Community Engagement Innovation for Infrastructure Projects
Last week I had the opportunity to speak at the inaugural National Community Engagement in Infrastructure Forum conference. (We also sponsored and helped organise the conference – a nice opportunity to give back to the profession I have been working in for the last couple of decades.)
I spoke on the topic of innovation in relation to data management and reporting – topics dear to my heart. Below is a little summary of some of the key discussion points I raised in my presentation.
Why Innovate?
To solve persistent or complex problems. Creating something completely new, or using new and current resources in a more innovative way. Ofcourse it also helps ensure that you are keeping up with the times, and staying a step ahead of the pack.
Innovation is really all about doing something better than it’s already being done.
What Drives Innovation in Community Engagement?
- Changing community expectations
- Government regulations
- Technological advancements
We looked at how much has changed with the technology around managing and implementing a community engagement program, in particular for infrastructure projects.
Changing government regulations and standards are also driving change. In particular the new GDPR privacy legislation that was introduced in the European Union has some significant implications for consultation processes (Read our e-book on this topic if you’d like to know more).
And last but by no means least, is the enabling force of changing community expectations. While community expectations have risen dramatically over the last 20-30 years, as information has become more accessible via the internet, social media, and more. However, there has also been a recent decrease in the level of trust the community has for it’s government and political processes – and I wonder if that creates a decline in the expectations the community has of engagement processes.
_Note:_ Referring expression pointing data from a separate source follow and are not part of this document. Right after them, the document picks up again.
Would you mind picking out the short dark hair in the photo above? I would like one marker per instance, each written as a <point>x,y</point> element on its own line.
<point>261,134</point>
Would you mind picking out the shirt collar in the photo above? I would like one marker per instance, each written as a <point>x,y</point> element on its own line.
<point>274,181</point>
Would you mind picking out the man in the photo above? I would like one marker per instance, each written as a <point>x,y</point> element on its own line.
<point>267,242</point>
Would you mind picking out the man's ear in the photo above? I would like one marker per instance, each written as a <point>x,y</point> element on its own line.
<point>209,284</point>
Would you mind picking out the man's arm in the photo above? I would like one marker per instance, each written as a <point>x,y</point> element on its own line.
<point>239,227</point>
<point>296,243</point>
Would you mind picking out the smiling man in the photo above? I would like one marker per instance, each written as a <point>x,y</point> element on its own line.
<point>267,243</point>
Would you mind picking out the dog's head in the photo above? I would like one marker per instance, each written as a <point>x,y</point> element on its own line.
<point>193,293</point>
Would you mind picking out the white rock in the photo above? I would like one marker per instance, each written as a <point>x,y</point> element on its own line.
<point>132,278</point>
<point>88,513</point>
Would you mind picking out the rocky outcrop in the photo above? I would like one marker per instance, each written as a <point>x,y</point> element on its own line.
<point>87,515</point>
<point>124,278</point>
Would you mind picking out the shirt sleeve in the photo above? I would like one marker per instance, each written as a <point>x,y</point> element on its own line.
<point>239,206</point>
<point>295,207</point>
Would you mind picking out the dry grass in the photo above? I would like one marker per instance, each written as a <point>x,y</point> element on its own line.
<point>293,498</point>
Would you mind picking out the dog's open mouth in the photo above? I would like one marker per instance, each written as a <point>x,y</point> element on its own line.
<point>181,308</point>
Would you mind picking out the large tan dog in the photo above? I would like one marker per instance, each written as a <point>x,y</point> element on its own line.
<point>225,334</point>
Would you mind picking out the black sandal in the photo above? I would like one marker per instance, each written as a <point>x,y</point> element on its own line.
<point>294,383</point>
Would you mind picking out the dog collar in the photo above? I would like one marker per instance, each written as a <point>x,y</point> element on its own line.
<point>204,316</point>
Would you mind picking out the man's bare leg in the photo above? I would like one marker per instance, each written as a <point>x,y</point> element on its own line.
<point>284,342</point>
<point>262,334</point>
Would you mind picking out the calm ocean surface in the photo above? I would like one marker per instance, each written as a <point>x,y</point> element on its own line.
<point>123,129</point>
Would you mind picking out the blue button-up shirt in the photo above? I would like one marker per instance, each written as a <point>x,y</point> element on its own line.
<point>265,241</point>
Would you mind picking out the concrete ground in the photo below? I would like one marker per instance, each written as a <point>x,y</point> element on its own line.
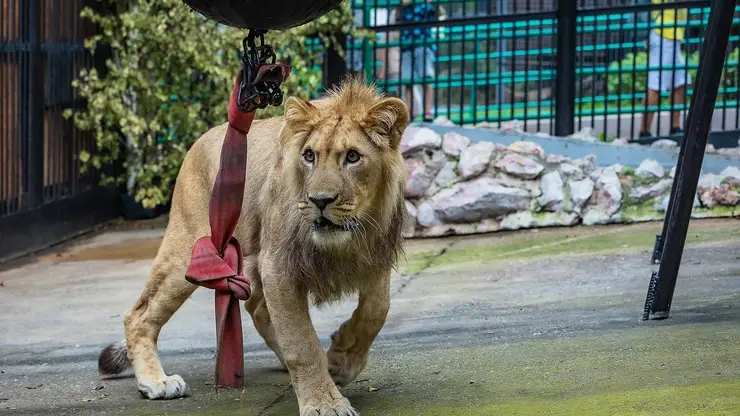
<point>528,323</point>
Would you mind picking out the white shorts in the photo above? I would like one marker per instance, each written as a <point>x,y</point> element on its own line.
<point>666,53</point>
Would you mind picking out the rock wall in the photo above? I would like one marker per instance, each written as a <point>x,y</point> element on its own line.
<point>458,187</point>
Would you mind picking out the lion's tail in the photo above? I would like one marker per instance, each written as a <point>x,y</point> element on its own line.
<point>114,359</point>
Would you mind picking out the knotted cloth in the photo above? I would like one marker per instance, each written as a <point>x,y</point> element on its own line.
<point>217,260</point>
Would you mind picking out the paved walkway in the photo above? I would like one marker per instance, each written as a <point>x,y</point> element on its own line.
<point>528,323</point>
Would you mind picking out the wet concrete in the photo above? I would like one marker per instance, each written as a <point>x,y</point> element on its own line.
<point>529,323</point>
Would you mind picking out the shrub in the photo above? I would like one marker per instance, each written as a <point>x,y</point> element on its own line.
<point>168,80</point>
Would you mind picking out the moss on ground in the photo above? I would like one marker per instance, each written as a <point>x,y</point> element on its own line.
<point>564,242</point>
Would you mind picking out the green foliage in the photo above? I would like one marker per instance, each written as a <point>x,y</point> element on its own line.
<point>168,80</point>
<point>632,78</point>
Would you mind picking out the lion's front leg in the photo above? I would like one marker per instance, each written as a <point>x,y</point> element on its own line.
<point>306,361</point>
<point>350,344</point>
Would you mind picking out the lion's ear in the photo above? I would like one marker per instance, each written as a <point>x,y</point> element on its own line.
<point>300,115</point>
<point>385,122</point>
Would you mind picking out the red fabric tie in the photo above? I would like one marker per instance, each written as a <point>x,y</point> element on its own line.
<point>217,260</point>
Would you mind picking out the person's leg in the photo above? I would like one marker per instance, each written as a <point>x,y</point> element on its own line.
<point>680,80</point>
<point>429,75</point>
<point>678,97</point>
<point>652,98</point>
<point>408,98</point>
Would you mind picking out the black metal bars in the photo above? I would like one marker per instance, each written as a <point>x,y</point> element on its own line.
<point>565,98</point>
<point>714,49</point>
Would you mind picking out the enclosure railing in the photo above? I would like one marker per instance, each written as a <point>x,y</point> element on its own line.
<point>43,193</point>
<point>497,60</point>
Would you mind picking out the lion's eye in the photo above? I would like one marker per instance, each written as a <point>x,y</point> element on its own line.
<point>353,156</point>
<point>308,156</point>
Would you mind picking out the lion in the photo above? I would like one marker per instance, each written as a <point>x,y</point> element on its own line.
<point>322,219</point>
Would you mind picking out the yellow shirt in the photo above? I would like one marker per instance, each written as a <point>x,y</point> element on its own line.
<point>673,25</point>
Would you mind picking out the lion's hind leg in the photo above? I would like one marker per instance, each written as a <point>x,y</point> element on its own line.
<point>163,295</point>
<point>257,308</point>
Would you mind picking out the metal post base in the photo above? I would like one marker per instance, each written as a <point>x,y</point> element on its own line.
<point>713,53</point>
<point>657,249</point>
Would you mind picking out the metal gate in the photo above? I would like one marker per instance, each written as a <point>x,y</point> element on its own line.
<point>44,197</point>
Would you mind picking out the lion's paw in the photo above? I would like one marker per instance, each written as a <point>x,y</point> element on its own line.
<point>170,387</point>
<point>345,366</point>
<point>334,407</point>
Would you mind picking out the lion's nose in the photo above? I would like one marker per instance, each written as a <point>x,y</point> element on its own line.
<point>321,201</point>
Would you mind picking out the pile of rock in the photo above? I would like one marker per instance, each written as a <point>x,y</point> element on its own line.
<point>458,187</point>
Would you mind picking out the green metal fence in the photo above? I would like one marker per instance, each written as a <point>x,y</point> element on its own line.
<point>497,60</point>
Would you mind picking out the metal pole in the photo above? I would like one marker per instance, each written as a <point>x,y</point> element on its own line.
<point>714,50</point>
<point>565,94</point>
<point>35,79</point>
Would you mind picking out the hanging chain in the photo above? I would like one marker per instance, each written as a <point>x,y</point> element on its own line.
<point>261,79</point>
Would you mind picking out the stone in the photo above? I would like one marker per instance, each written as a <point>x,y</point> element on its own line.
<point>554,219</point>
<point>417,138</point>
<point>411,210</point>
<point>585,134</point>
<point>475,158</point>
<point>720,195</point>
<point>478,199</point>
<point>661,204</point>
<point>426,216</point>
<point>529,148</point>
<point>443,121</point>
<point>650,168</point>
<point>608,193</point>
<point>525,219</point>
<point>552,196</point>
<point>486,125</point>
<point>518,220</point>
<point>447,175</point>
<point>422,169</point>
<point>572,171</point>
<point>644,193</point>
<point>597,216</point>
<point>586,164</point>
<point>410,224</point>
<point>442,230</point>
<point>730,172</point>
<point>419,178</point>
<point>580,192</point>
<point>454,143</point>
<point>620,142</point>
<point>666,144</point>
<point>553,158</point>
<point>709,180</point>
<point>520,166</point>
<point>615,169</point>
<point>512,182</point>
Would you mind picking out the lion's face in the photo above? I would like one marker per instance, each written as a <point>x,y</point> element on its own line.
<point>339,168</point>
<point>348,167</point>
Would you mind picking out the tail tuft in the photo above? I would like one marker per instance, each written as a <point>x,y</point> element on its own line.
<point>113,359</point>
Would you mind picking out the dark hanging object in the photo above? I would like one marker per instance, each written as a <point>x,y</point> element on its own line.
<point>263,14</point>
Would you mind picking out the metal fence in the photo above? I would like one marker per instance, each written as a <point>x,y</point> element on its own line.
<point>556,65</point>
<point>43,195</point>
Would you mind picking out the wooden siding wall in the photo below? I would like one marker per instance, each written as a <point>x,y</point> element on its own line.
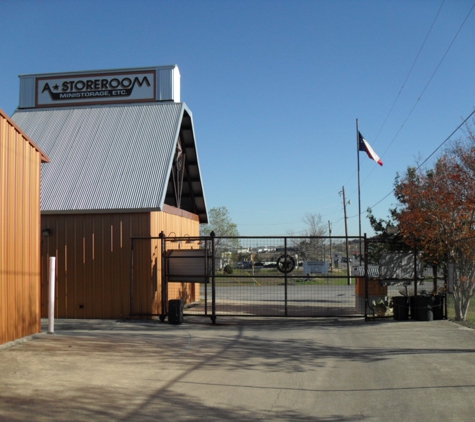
<point>93,260</point>
<point>19,234</point>
<point>182,224</point>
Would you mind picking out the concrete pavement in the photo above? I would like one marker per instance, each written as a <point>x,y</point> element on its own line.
<point>252,369</point>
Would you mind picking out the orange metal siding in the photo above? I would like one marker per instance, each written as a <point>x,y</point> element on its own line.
<point>20,162</point>
<point>93,259</point>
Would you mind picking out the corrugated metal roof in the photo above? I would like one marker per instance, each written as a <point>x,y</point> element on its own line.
<point>110,157</point>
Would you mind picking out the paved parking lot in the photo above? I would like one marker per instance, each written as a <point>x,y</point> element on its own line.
<point>241,369</point>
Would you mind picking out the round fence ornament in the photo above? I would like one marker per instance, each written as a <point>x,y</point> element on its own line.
<point>285,264</point>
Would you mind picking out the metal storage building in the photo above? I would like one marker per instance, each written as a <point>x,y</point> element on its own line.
<point>124,163</point>
<point>20,161</point>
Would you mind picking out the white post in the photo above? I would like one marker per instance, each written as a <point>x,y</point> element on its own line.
<point>51,278</point>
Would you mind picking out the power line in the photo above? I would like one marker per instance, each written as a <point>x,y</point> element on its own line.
<point>421,164</point>
<point>410,71</point>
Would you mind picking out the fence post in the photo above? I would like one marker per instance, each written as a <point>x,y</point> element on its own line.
<point>164,281</point>
<point>213,279</point>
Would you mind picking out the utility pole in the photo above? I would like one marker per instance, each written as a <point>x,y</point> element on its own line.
<point>331,256</point>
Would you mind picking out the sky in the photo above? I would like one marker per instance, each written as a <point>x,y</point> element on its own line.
<point>276,88</point>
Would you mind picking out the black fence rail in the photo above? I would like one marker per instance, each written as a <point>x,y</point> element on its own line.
<point>266,276</point>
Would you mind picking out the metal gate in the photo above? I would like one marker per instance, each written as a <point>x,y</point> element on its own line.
<point>291,276</point>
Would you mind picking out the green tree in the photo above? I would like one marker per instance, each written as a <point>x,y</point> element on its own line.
<point>436,215</point>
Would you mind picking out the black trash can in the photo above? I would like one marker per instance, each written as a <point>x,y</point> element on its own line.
<point>401,308</point>
<point>422,307</point>
<point>175,311</point>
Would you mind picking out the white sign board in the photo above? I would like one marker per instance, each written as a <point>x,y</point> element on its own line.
<point>114,87</point>
<point>315,267</point>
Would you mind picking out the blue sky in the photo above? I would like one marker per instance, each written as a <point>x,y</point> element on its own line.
<point>275,88</point>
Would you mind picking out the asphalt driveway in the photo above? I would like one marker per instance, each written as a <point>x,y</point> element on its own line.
<point>247,369</point>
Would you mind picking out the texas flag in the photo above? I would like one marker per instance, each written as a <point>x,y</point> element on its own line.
<point>364,146</point>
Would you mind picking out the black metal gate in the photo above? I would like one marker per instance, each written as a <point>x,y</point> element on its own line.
<point>281,277</point>
<point>265,276</point>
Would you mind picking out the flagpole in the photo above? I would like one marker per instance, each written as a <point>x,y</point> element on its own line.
<point>359,192</point>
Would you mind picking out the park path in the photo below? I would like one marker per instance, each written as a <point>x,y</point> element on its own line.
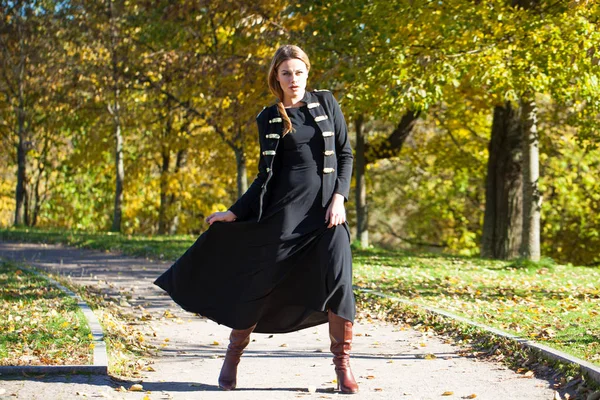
<point>389,361</point>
At the same time we have seen dramatic increases in the size of the communications/community relations/engagement teams working on infrastructure projects, and the size of budgets that are being spent on engagement. Has that resulted in the narrowing of the gap between expectation and what we deliver?
Challenges – areas that need innovation
- Evaluation – We still don’t have any Industry Benchmarks. As a result most projects are still measuring the number of complaints (and coming up with very ‘creative’ definitions of complaints). We need to be measuring and reporting on outcomes and meaningful measures of the engagement process that go beyond the basic number counts.
- Efficiency – how to manage large scale consultation programs better. We need software systems and tools that ‘do more of the work’ for us (this was the challenge that led to us creating our new software Simply Stakeholders!)
- How to deliver personalised service that is not just transactional
- Skill shortage as a result of the boom in infrastructure projects – what tools can we give young professionals in this area that can better equip them to run robust engagement and consultation processes, and provide reporting at a meaningful level?
Emerging Points of Innovation
We looked at some emerging areas of innovation in community engagement, in particular some solutions around:
- Artificial intelligence/machine learning
- Participation at a greater scale
- Virtual reality
My Innovation Journey
My journey with innovation in the Community Engagement and technology space started with the following challenges I observed in my work as a stakeholder engagement practitioner and consultant:
Challenge: Get information to the decision makers in formats they can work with
Extract more value out of the data that big consultation and engagement programs generate
Demonstrate transparency in how feedback influences the decisions
From that starting point I began to investigate qualitative analysis, and Darzin Stakeholder Management software was the result.
Recently we’ve been investigating artificial intelligence and machine learning to see how we could apply that to stakeholder management. We experimented with chatbots a couple of years ago and decided that natural language processing was not yet advanced enough for them to be of much use (yet!) in the community engagement space.
Our recent exploration of new advances with artificial intelligence has resulted in us creating a new stakeholder management solution called Simply Stakeholders – an elegantly simple solution. Read more about it here.
No doubt the innovation journey will continue, led in part by our clients and in part by our natural curiosity and desire to ‘do better’.